Experimental features
As Gephi Lite is built with modern web technologies, it makes it quite easy to draft and develop new features. This is a good opportunity for the Gephi team to try new features in Gephi Lite, that might end up as plugins or core features in Gephi later. Two such experimental features have been implemented already.
Connected-closeness
At Gephi Week 2024, the team decided to try to implement a way to visualize Mathieu Jacomy's connected-closeness in Gephi Lite. This metric aims at evaluating how successfully a layout does bring together in the plan connected pairs of nodes, while keeping disconnected pairs distant.
The way it's implemented in Gephi Lite is that users can toggle connected-closeness from the Layout > Layout Quality
menu. Then, a grid of size Δmax will constantly be displayed, and the caption will show how to read it.

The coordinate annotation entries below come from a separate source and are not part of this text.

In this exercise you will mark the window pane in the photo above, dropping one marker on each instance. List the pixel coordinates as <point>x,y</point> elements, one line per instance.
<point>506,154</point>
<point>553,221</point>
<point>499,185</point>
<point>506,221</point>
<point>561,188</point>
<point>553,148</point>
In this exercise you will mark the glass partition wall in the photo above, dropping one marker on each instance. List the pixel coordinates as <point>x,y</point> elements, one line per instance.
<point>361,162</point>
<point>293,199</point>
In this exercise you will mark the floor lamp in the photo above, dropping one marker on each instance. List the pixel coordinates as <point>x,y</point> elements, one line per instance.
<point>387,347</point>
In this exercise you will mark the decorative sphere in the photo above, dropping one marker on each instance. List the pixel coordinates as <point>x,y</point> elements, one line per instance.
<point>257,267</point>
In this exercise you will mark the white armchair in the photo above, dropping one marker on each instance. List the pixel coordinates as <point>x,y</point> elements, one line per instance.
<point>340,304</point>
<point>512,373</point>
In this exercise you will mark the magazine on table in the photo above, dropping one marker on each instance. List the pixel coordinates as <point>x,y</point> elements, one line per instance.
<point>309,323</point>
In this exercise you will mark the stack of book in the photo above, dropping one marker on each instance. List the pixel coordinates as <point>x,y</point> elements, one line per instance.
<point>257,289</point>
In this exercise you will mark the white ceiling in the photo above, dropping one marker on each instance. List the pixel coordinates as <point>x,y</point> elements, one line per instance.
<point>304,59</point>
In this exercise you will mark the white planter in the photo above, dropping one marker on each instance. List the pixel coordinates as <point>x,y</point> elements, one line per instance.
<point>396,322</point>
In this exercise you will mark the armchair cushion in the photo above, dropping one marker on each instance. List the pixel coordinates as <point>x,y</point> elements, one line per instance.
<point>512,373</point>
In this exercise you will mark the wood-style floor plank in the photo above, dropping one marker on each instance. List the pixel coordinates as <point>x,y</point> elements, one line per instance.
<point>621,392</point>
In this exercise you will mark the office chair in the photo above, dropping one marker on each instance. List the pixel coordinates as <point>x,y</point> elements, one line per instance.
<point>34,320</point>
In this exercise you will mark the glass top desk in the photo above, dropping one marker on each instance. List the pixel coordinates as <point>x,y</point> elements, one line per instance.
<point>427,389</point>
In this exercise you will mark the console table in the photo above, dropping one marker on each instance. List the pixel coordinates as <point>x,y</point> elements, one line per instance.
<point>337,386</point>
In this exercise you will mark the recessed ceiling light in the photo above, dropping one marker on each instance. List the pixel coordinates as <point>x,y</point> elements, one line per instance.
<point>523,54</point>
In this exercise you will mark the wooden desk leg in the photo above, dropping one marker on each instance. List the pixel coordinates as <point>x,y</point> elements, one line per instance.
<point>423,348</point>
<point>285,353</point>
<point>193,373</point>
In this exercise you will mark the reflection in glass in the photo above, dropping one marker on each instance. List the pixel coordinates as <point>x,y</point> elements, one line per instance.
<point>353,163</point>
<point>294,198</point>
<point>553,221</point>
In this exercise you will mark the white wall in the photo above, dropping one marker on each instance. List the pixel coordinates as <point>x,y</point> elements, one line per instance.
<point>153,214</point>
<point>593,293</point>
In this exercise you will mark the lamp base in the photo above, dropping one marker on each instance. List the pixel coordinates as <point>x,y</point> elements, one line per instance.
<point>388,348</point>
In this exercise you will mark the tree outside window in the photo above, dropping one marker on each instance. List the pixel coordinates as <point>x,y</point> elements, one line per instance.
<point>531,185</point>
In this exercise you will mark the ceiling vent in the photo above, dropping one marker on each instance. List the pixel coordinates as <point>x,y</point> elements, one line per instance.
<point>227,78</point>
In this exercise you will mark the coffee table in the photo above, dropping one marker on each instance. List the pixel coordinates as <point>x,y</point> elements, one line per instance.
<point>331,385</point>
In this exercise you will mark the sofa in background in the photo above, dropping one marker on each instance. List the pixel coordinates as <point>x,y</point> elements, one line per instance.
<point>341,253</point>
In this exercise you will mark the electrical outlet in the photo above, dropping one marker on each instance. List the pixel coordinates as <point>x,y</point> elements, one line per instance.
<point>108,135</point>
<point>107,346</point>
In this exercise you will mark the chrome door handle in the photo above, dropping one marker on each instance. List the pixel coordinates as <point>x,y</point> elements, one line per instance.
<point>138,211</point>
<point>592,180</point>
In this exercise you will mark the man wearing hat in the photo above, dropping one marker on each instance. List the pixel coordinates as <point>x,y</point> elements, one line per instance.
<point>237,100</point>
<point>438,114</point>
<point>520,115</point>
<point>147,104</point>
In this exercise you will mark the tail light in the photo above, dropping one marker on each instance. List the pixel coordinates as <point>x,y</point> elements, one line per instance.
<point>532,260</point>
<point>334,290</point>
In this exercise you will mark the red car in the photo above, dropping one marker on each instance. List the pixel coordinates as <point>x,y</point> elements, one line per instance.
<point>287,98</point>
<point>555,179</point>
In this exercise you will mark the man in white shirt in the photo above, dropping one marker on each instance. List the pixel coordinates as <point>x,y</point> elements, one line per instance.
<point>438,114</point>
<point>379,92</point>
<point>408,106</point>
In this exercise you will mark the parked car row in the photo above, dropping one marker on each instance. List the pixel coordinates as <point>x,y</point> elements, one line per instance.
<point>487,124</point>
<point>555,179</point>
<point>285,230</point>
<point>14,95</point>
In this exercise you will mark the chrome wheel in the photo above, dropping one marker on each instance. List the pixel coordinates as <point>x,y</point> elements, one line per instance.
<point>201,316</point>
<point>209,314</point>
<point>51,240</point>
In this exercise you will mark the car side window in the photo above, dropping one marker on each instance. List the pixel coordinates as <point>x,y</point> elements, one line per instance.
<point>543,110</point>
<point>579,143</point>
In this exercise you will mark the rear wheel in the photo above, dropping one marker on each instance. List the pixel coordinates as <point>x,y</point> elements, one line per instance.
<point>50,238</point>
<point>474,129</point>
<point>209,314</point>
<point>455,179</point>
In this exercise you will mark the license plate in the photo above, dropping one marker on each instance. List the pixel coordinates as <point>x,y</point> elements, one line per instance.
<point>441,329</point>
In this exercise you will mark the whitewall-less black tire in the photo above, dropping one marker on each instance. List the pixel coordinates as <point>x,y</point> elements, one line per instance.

You can read more about the connected-closeness:
- In the related paper, Connected-closeness: A Visual Quantification of Distances in Network Layouts
- In a very detailed Observable notebook, Highlights on connected-closeness
Louvain edges ambiguity
At Gephi Week 2022 this time, some people started to work on a way to evaluate how ambiguous community detection algorithms can be. This led to a dedicated workshop in december 2024, where a team gathered to keep digging.
This ended up in a way to evaluate how consistently the Louvain method for community detection does put extremities of each edge in the same community or not. And various other metrics are derived from this, to map where does the ambiguity lies in the graph.